The short version is a press release. The long version is an investor’s presentation – 35 pages in .pdf format – that Yahoo filed with the Securities and Exchange Commission. Both versions present a much rosier future for the struggling search engine than most analysts would have you believe.

Can you imagine a Yahoo that doubles its cash flow and increases its revenues by more than 50 percent in just three years? Without Microsoft buying it out? Apparently Yang can. I have certainly been wrong before but, not to put too fine a point on it, I’d like some of whatever Jerry’s having.
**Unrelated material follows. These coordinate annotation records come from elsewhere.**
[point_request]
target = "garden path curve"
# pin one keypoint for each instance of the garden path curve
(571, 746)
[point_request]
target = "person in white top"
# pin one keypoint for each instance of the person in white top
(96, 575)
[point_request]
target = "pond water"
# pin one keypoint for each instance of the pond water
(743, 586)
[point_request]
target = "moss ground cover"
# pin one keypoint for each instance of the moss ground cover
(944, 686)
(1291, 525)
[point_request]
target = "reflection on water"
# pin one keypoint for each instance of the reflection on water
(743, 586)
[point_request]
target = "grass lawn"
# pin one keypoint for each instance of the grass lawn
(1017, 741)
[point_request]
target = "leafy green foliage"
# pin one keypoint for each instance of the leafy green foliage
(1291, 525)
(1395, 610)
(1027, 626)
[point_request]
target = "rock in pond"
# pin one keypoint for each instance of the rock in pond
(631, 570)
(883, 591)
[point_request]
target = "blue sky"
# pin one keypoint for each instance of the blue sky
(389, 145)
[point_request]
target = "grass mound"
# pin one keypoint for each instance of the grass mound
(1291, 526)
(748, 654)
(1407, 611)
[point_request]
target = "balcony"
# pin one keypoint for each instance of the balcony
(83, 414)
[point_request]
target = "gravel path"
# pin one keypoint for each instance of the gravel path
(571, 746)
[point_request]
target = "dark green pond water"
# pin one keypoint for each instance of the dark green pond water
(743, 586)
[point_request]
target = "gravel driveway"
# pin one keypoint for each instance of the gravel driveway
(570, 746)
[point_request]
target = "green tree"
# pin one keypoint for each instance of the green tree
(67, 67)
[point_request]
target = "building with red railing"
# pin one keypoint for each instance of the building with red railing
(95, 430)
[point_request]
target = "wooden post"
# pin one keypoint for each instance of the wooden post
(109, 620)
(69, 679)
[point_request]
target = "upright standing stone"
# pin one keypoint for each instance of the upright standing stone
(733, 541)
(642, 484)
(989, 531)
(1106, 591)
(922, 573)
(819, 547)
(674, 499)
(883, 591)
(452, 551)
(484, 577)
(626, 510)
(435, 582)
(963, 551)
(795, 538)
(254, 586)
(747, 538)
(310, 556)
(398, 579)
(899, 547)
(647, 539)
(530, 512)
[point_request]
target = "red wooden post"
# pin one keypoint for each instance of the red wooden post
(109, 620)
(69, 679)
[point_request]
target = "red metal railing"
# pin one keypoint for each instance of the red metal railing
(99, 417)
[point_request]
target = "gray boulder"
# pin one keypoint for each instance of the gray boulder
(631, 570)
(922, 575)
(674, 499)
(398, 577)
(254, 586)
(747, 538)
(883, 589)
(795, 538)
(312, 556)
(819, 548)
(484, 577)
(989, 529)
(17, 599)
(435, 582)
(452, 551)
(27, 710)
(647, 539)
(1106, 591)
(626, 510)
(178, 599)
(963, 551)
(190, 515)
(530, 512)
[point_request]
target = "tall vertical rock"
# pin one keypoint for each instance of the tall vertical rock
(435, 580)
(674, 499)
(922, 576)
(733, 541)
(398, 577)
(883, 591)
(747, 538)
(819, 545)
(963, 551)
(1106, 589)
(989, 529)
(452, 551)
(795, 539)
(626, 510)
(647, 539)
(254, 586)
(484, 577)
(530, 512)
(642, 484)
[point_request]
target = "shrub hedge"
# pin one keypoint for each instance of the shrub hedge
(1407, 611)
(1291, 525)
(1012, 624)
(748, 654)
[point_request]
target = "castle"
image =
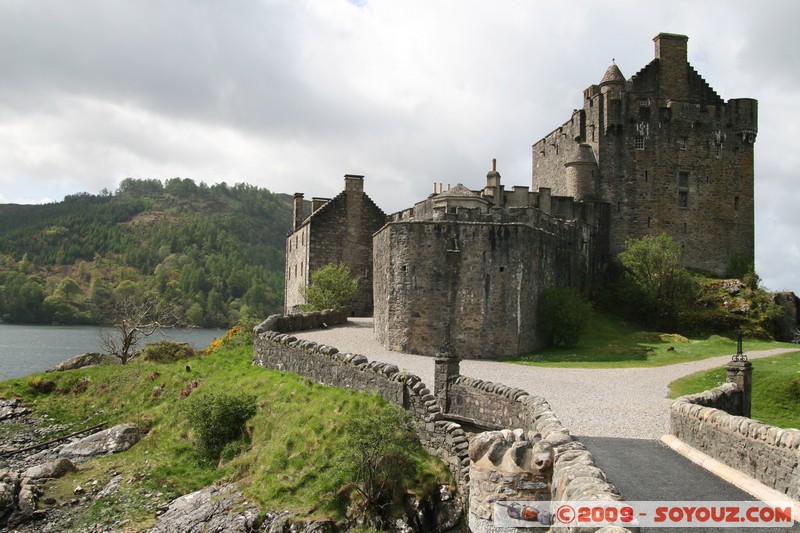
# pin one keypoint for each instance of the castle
(463, 270)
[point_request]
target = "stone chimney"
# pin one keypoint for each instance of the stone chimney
(298, 210)
(353, 183)
(317, 202)
(671, 51)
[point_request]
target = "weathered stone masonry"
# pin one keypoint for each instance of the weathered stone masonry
(472, 280)
(572, 474)
(324, 364)
(338, 230)
(666, 153)
(710, 421)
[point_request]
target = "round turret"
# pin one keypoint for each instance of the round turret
(613, 76)
(581, 174)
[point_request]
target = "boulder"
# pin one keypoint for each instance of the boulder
(106, 442)
(212, 509)
(51, 469)
(11, 409)
(87, 359)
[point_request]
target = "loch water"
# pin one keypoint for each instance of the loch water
(26, 350)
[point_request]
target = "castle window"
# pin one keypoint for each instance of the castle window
(683, 189)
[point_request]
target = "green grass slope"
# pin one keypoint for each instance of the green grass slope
(776, 388)
(291, 463)
(217, 251)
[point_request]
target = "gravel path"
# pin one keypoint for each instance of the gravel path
(619, 402)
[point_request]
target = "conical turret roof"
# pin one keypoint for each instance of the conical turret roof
(612, 75)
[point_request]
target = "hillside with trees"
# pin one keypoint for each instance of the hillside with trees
(215, 253)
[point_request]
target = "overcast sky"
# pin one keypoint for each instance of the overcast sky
(291, 95)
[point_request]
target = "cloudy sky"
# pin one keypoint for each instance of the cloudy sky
(293, 94)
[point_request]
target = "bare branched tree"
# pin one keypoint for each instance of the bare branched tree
(135, 319)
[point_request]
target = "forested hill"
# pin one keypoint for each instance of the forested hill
(217, 251)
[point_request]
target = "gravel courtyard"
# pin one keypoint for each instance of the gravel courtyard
(624, 402)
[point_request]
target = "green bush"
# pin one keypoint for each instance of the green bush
(332, 287)
(563, 314)
(218, 419)
(166, 351)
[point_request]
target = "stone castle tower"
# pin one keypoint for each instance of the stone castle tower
(665, 153)
(463, 270)
(338, 230)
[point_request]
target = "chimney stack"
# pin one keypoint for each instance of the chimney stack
(298, 210)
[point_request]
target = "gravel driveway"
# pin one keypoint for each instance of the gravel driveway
(620, 402)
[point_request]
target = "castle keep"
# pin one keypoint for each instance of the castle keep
(463, 270)
(665, 153)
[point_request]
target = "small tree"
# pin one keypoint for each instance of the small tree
(563, 314)
(662, 286)
(376, 453)
(218, 419)
(133, 320)
(332, 287)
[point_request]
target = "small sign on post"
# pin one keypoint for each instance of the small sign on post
(739, 356)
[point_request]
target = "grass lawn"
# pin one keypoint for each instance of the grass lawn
(776, 388)
(296, 437)
(611, 342)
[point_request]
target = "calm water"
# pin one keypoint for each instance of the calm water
(28, 349)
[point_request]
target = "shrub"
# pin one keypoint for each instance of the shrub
(332, 287)
(166, 351)
(563, 314)
(793, 388)
(217, 420)
(378, 455)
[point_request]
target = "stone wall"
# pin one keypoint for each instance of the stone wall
(325, 365)
(673, 157)
(510, 407)
(472, 285)
(302, 321)
(766, 453)
(338, 231)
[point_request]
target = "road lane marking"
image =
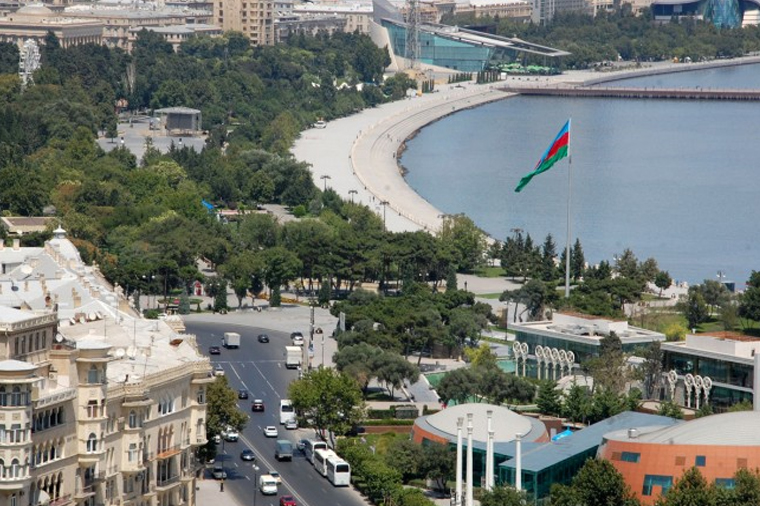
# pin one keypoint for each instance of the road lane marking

How exactly does Yahoo propose to accomplish this? That extra money is not going to come from search advertising, where Google leads the market. Yahoo projects that it will come from display advertising, including banners and videos. While this area has traditionally been one of Yahoo’s strengths, it has lately proved vulnerable to other web publishers, most notably social networking sites such as MySpace. Yahoo’s plan calls for growing faster than the market in an effort to take back lost share. That could work – if it doesn’t lose any more search advertising to Google.

But to achieve this goal, Yahoo needs to pull some very ambitious numbers. It expects to sell $8.8 billion in online advertising in 2010, an increase of $5.1 billion over 2008. Yahoo thinks it will pull this off by increasing its advertising sales by 11 percent in 2008 – and 25 percent in both 2009 and 2010. It is almost as if Yahoo is saying “What recession? What’s all this talk about a bubble bursting? That doesn’t apply to us!”